Strong, Multifaceted Guanidinium-Based Adhesion of Bioorganic Nanoparticles to Wet Biological Tissue

Lam Tan Hao; Sohee Park; Seunghwan Choy; Young-Min Kim; Seung-Woo Lee; Yong Sik Ok; Jun Mo Koo; Sung Yeon Hwang; Dong Soo Hwang; Jeyoung Park; Dongyeop X Oh

doi:10.1021/jacsau.1c00193

Strong, Multifaceted Guanidinium-Based Adhesion of Bioorganic Nanoparticles to Wet Biological Tissue

JACS Au. 2021 Sep 8;1(9):1399-1411. doi: 10.1021/jacsau.1c00193. eCollection 2021 Sep 27.

Authors

Lam Tan Hao^{1

2}, Sohee Park³, Seunghwan Choy⁴, Young-Min Kim⁵, Seung-Woo Lee^{5

6}, Yong Sik Ok⁷, Jun Mo Koo¹, Sung Yeon Hwang^{1

2}, Dong Soo Hwang³, Jeyoung Park^{1

2}, Dongyeop X Oh^{1

2}

Affiliations

¹ Research Center for Bio-based Chemistry, Korea Research Institute of Chemical Technology (KRICT), Ulsan 44429, Republic of Korea.
² Advanced Materials and Chemical Engineering, University of Science and Technology (UST), Daejeon 34113, Republic of Korea.
³ Division of Environmental Science and Engineering, Pohang University of Science and Technology (POSTECH), Pohang 37673, Republic of Korea.
⁴ Biomedical Institute for Convergence, Sungkyunkwan University, Suwon 16419, Republic of Korea.
⁵ Division of Integrative Biosciences and Biotechnology, Pohang University of Science and Technology (POSTECH), Pohang 37673, Republic of Korea.
⁶ Department of Life Sciences, Pohang University of Science and Technology (POSTECH), Pohang 37673, Republic of Korea.
⁷ Korea Biochar Research Center, APRU Sustainable Waste Management Program, Division of Environmental Science and Ecological Engineering, Korea University, Seoul 02841, Republic of Korea.

Abstract

Gluing dynamic, wet biological tissue is important in injury treatment yet difficult to achieve.

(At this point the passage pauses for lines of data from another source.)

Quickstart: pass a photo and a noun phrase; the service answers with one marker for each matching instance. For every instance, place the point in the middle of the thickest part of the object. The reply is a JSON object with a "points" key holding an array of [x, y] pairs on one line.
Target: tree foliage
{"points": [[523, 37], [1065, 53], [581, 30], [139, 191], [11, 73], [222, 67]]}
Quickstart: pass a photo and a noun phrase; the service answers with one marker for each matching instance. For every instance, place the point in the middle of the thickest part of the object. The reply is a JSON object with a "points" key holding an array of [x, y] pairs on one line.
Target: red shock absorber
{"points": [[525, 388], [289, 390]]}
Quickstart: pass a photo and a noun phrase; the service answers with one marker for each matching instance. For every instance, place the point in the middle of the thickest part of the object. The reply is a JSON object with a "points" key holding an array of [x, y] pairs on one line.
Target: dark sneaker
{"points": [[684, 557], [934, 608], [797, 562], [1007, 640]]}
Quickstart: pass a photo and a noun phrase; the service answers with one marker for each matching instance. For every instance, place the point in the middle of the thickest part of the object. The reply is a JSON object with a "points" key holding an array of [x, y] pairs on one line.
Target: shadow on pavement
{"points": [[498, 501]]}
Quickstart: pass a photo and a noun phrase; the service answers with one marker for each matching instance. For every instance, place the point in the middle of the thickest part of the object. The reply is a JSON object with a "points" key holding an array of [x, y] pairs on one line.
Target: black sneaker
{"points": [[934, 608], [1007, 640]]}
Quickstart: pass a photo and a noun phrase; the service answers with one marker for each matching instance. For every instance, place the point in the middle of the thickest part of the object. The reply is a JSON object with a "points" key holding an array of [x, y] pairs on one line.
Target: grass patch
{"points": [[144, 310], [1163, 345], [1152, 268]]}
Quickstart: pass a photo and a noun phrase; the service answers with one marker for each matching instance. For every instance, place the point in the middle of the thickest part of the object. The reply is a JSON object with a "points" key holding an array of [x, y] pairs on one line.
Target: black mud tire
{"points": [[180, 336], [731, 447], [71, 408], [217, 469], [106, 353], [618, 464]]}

Polymeric adhesives are inconvenient to handle due to rapid cross-linking and can raise biocompatibility concerns. Inorganic nanoparticles adhere weakly to wet surfaces. Herein, an aqueous suspension of guanidinium-functionalized chitin nanoparticles as a biomedical adhesive with biocompatible, hemostatic, and antibacterial properties is developed. It glues porcine skin up to 3000-fold more strongly (30 kPa) than inorganic nanoparticles at the same concentration and adheres at neutral pH, which is unachievable with mussel-inspired adhesives alone. The glue exhibits an instant adhesion (2 min) to fully wet surfaces, and the glued assembly endures one-week underwater immersion. The suspension is lowly viscous and stable, hence sprayable and convenient to store. A nanomechanic study reveals that guanidinium moieties are chaotropic, creating strong, multifaceted noncovalent bonds with proteins: salt bridges comprising ionic attraction and bidentate hydrogen bonding with acidic moieties, cation-π interactions with aromatic moieties, and hydrophobic interactions. The adhesion mechanism provides a blueprint for advanced tissue adhesives.